Photo credit: ©iStock.com/Warchi, ©iStock.com/ohdub, ©iStock.com/AIMSTOCK

8 Common Types of Banks - SmartAsset (2024)

FAQs

8 Common Types of Banks - SmartAsset? ›

Retail banks, also known as consumer banks, are commercial banks that offer consumer and personal banking services to the general public. Most retail banks offer checking accounts, savings accounts and retirement accounts.

What is the most common type of bank? ›

Retail banks, also known as consumer banks, are commercial banks that offer consumer and personal banking services to the general public. Most retail banks offer checking accounts, savings accounts and retirement accounts.

What are the 4 most common types of bank accounts? ›

The four basic types are checking account, savings account, certificate of deposit and money market account. Each kind of account serves a different purpose. For instance, a checking account is geared toward covering everyday expenses, while a savings account is designed to help achieve short-term financial goals.

What are the 4 types of banks? ›

The 4 different types of banks are Central Bank, Commercial Bank, Cooperative Banks, Regional Rural Banks. You can read about the Types of Banks in India – Category and Functions of Banks in India in the given link.

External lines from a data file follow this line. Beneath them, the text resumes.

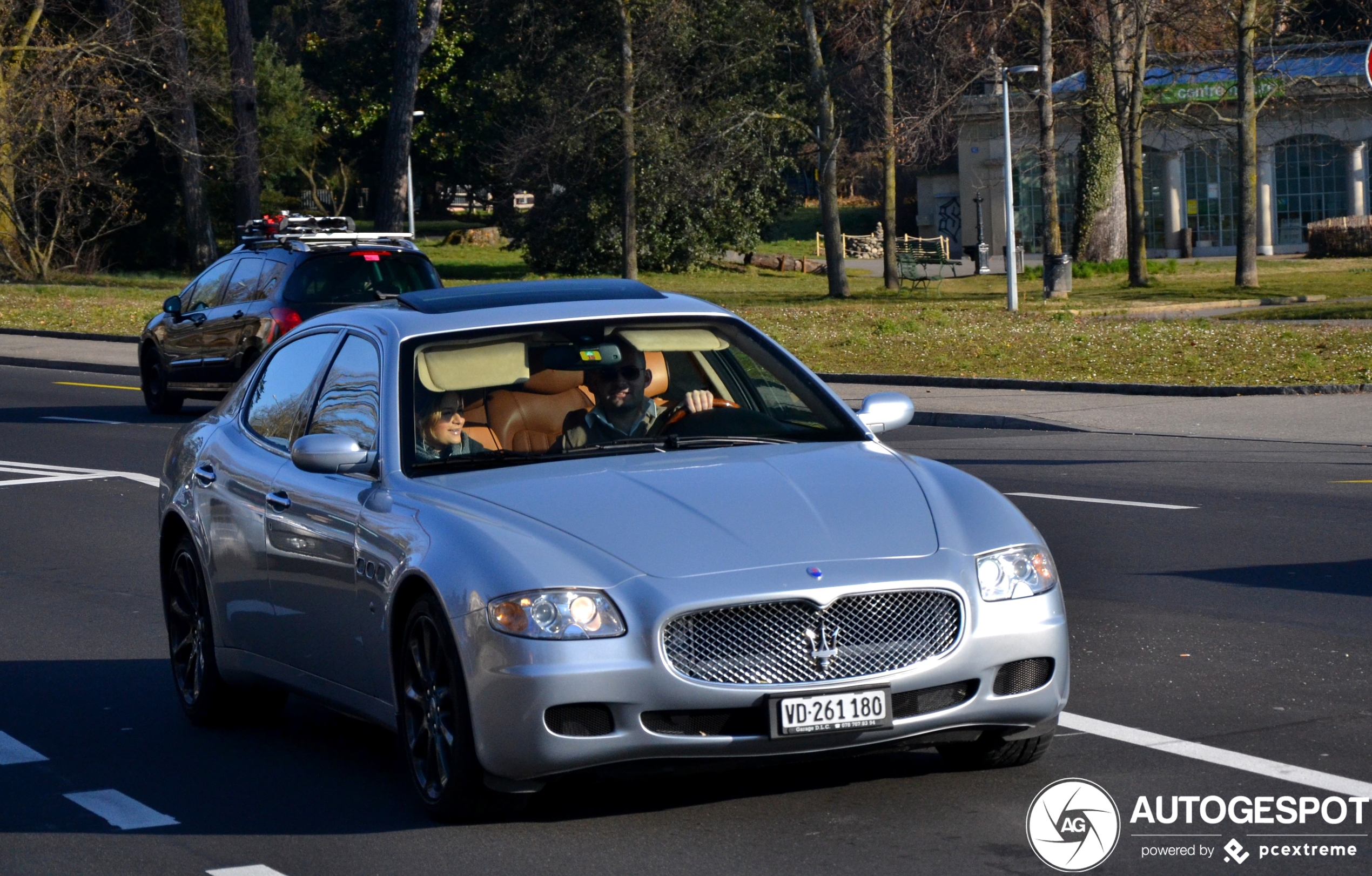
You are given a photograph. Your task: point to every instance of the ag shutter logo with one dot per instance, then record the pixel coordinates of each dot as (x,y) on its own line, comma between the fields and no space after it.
(1073,826)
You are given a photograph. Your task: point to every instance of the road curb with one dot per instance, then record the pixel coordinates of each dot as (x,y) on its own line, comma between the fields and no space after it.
(118,339)
(1080,386)
(93,368)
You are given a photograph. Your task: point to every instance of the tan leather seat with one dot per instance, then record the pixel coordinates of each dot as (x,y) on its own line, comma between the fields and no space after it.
(530,420)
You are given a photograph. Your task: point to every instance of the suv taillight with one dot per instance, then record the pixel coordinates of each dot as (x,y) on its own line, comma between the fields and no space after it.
(286,319)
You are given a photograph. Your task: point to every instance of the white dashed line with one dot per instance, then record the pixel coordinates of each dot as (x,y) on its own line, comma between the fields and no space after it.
(14,752)
(59,473)
(1221,757)
(106,423)
(1141,505)
(120,809)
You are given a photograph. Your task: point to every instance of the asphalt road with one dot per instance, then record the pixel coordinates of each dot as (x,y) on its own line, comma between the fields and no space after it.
(1241,623)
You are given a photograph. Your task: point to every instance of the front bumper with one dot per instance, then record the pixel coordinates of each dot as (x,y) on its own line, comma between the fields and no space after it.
(512,682)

Where can I get 7% interest on my money? ›

Why Trust Us? As of June 2024, no banks are offering 7% interest rates on savings accounts. Two credit unions have high-interest checking accounts: Landmark Credit Union Premium Checking with 7.50% APY and OnPath Credit Union High Yield Checking with 7.00% APY.

What is the hardest bank to get into? ›

Ex-Goldman Sachs helping train students/recent grads to secure jobs in banking - 90% placement rate to banks like GS, UBS and JP. These are the 10 hardest investment banks to get a job at in the world🌍👇 1. JP Morgan 2. Goldman Sachs 3.

How many bank accounts should I have? ›

The ideal number of bank accounts depends on your financial habits and needs. You might be happy with just two accounts – checking and savings – or you may want multiple accounts to separate business and personal expenses, share a bank account with a partner or maintain separate accounts for various financial goals.

What is the richest bank in the United States? ›

What Is the Richest Bank in America? JPMorgan Chase is the richest bank in the U.S., based on Federal Reserve data for consolidated assets. It has over $3.3 trillion in total assets, more than any bank in the country.

Are credit unions safer than banks? ›

Like banks, which are federally insured by the FDIC, credit unions are insured by the NCUA, making them just as safe as banks. The National Credit Union Administration is a US government agency that regulates and supervises credit unions.

Is a commercial bank the most common? ›

A commercial bank is the most common depository instuon that offers financial services to both consumers and businesses.

Which bank do most people use? ›

What Is the Most Popular Bank? Among the 10 largest institutions, a few of the most popular banks include Wells Fargo, Chase, Bank of America and U.S. Bank. The top bank varies by state and can depend on factors such as branch and ATM access, reputation and recognizability.

What are the 2 most common accounts in a bank? ›

You've probably got a basic awareness of the two most common bank accounts, checking and savings.